The February 20th Protest Movement, named after the date of its first 2011 nationwide protests, has weakened temporarily during the Regime’s attempts to make-up democratize Morocco through the on-paper-only constitutional reforms and “Vote yes” then “Vote” campaigns, while the Ministry of Interior (the Palace’s most powerful tool and the decisive institution when it comes to delivering Morocco’s election results) remained in control. Now that the make-up powder is wearing off, the Makhzen is running out of events to “pretend” things are changing, and unable to actually change its controlling totalitarian ways. As a result, The movement is revitalized, oddly invigorated by more repression, arrests and torture from the authorities who are too eager to take revenge on activists, blind to what that will cost them and how that speeds up the Makhzen’s utter failure.
The Makhzen is facing a giant mirror and panicking at the reflection: its unwillingness and inability to decrease its giant prerogatives after the system has worked so hard to create and pull the most ruthless and greedy to form and become its pillars. This giant system that runs on corruption and has promoted opportunism within it for too long was not built to transition nor evolve into a democracy.

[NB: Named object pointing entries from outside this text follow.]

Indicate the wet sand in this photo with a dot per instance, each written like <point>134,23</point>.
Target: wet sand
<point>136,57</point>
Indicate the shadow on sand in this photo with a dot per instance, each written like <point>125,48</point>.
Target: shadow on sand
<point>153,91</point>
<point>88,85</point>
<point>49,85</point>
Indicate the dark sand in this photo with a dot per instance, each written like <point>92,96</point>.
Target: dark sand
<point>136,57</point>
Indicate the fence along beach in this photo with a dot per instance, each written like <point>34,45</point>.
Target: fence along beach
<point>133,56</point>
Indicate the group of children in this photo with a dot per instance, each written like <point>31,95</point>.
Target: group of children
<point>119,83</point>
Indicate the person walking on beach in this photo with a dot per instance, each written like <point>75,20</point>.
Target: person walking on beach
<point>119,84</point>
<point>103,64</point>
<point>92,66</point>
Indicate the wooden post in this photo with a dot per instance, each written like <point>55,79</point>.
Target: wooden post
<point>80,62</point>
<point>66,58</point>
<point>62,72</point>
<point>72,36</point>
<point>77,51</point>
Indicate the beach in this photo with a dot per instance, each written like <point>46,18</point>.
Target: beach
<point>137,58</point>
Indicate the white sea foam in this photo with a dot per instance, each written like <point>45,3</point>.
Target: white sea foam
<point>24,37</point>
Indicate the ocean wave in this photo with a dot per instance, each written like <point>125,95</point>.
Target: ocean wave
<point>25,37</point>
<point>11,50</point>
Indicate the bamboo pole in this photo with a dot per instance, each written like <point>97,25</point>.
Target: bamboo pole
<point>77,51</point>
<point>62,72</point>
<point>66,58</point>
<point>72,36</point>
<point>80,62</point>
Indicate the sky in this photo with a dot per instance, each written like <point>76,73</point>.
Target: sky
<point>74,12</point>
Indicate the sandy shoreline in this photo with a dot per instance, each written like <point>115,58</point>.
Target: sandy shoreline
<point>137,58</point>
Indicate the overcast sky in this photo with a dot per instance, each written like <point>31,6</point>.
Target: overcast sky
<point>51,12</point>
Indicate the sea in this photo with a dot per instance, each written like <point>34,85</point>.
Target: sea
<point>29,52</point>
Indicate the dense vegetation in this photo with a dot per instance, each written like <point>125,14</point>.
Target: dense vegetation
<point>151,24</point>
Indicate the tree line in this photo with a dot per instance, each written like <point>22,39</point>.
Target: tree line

Its propaganda machine was told to say so, but Moroccans will be finding the opposite, the hard way too, as each pillar resists change in appalling ways such as the torture described above.
Morocco is scheduled to host the “Friends of Syria” meeting in October to support the opposition to Bashar’s Regime. I wouldn’t be surprised if Bashar Al Assad decides to hold a “Friends of Morocco” meeting just for kicks. But I guess he’s too busy killing Syrians and Moroccan officials are too busy preparing for a meeting to help save Syrians from torture similar to what happens to political detainees in Moroccan prison cells. Happy Arab Spring everyone! Cheers!